Highlights & Insights¶
- Paradigm shift from answer correctness to process diagnosis: MMErroR is the first benchmark to advance multimodal reasoning evaluation from "is the answer correct?" to "can the model diagnose the error type in a reasoning process?", offering a fundamentally new perspective on VLMs' true reasoning capability.
- Error type is more correctively valuable than error location: Ablation results clearly show that knowing why something is wrong (error type) is more effective for error correction than knowing where it is wrong (error step), with important implications for the design of future VLM self-correction mechanisms.
- Logit lens visualization analysis: Logit lens analysis on Qwen3-VL-32B-Instruct intuitively demonstrates precise semantic alignment between visual and textual tokens during correct diagnosis, and the collapse of cross-modal alignment during incorrect diagnosis.
- Rigorous quality control: The pipeline reduces an initial pool of 10,000 samples through three rounds of expert review to 3,148, and further through quality scoring to 1,997, yielding a retention rate of approximately 20% and a Cohen's Kappa of 0.796, ensuring high benchmark reliability.
Limitations & Future Work¶
- Each sample contains only one error, whereas real-world reasoning failures often involve cascading or multiple co-occurring errors.
- The current version contains only erroneous reasoning chains; the EPD task therefore cannot measure false-positive rates on correct reasoning chains (i.e., the tendency to over-report errors).
- Initial erroneous reasoning chains are generated by GPT-5, which may introduce biases specific to that model's error patterns or linguistic style.

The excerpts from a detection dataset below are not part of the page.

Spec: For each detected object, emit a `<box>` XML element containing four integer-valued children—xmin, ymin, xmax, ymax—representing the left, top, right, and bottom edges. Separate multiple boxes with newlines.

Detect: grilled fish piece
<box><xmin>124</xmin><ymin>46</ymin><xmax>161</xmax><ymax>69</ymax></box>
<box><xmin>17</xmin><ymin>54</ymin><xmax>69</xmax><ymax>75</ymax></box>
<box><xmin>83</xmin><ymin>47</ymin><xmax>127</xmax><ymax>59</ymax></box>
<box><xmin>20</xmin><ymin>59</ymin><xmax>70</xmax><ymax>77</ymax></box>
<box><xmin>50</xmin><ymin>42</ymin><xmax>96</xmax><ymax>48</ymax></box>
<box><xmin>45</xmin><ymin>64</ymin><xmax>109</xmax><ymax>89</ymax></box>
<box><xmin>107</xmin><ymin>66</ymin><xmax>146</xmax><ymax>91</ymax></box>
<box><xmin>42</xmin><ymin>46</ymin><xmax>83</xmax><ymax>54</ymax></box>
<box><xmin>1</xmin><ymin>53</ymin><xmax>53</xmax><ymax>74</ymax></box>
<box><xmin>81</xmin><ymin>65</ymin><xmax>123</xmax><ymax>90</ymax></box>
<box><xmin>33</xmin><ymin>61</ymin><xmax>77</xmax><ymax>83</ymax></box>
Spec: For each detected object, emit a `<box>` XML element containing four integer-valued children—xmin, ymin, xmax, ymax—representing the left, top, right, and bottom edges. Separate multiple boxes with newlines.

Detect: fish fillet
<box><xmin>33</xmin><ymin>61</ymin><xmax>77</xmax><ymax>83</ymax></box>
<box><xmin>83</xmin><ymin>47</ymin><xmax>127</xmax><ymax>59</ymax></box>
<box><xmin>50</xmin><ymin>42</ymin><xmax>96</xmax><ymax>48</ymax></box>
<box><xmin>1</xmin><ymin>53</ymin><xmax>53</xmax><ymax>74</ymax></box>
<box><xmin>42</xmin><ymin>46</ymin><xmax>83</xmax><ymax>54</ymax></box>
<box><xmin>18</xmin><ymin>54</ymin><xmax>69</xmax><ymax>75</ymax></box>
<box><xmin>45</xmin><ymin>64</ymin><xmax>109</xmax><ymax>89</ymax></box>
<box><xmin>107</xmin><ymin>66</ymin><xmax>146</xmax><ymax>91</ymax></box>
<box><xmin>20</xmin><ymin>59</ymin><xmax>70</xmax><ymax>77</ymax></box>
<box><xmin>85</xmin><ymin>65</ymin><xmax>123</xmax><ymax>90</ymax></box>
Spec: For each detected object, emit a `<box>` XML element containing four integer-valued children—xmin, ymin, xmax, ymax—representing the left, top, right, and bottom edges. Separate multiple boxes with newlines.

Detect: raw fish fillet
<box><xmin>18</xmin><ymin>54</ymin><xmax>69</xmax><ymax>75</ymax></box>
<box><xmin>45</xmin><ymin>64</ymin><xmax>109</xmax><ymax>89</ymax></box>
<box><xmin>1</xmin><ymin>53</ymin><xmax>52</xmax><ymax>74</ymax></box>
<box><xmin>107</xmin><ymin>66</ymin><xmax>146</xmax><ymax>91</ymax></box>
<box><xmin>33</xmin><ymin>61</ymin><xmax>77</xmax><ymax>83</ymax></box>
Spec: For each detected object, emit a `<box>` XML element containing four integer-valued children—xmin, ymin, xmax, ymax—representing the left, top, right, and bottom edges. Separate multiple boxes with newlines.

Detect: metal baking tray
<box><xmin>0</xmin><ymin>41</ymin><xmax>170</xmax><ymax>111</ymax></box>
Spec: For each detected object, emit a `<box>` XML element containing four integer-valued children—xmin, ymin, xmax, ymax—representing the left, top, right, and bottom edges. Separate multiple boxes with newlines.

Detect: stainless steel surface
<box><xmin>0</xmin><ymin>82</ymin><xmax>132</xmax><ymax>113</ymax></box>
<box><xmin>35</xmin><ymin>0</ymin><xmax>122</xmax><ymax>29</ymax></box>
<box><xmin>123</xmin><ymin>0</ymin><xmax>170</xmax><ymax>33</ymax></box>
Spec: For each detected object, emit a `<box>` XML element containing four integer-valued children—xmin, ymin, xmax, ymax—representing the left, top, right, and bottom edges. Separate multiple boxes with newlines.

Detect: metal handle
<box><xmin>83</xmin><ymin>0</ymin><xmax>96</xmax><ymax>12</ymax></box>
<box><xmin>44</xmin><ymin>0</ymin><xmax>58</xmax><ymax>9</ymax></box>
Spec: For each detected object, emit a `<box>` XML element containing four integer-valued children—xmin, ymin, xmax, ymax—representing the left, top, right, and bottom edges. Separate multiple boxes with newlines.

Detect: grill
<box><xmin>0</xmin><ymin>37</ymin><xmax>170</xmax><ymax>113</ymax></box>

- Future work may extend the benchmark to open-ended generation evaluation (beyond the multiple-choice format) and to multi-error cascading scenarios.
Related Work & Insights¶
- vs. ProcessBench / PRISM-Bench: These benchmarks localize erroneous steps but do not classify error types; MMErroR requires models to diagnose the root cause of errors.
- vs. ErrorRadar: ErrorRadar focuses on error localization but lacks multi-domain coverage and a systematic error taxonomy.
- vs. POPE / HallusionBench: These hallucination benchmarks primarily target visual perception errors; MMErroR additionally covers higher-order failure modes such as knowledge application, question comprehension, and logical reasoning.
- vs. MMMU / MathVista: These benchmarks employ outcome-oriented evaluation; MMErroR shifts to process-level diagnostic evaluation, providing a complementary assessment perspective.
Rating¶
- Novelty: ⭐⭐⭐⭐ — First systematic evaluation of VLMs' erroneous reasoning diagnosis capability; the error taxonomy is well-motivated.
- Experimental Thoroughness: ⭐⭐⭐⭐⭐ — 12 models, 6 domains, dual evaluation modes, supplemented by reasoning consistency analysis, multimodal alignment analysis, and error-perception ablations.
- Writing Quality: ⭐⭐⭐⭐ — Clear structure, rigorous experimental design, and transparent quality control procedures.
- Value: ⭐⭐⭐⭐ — Provides an important benchmark and insights for understanding and improving VLMs' introspective capability.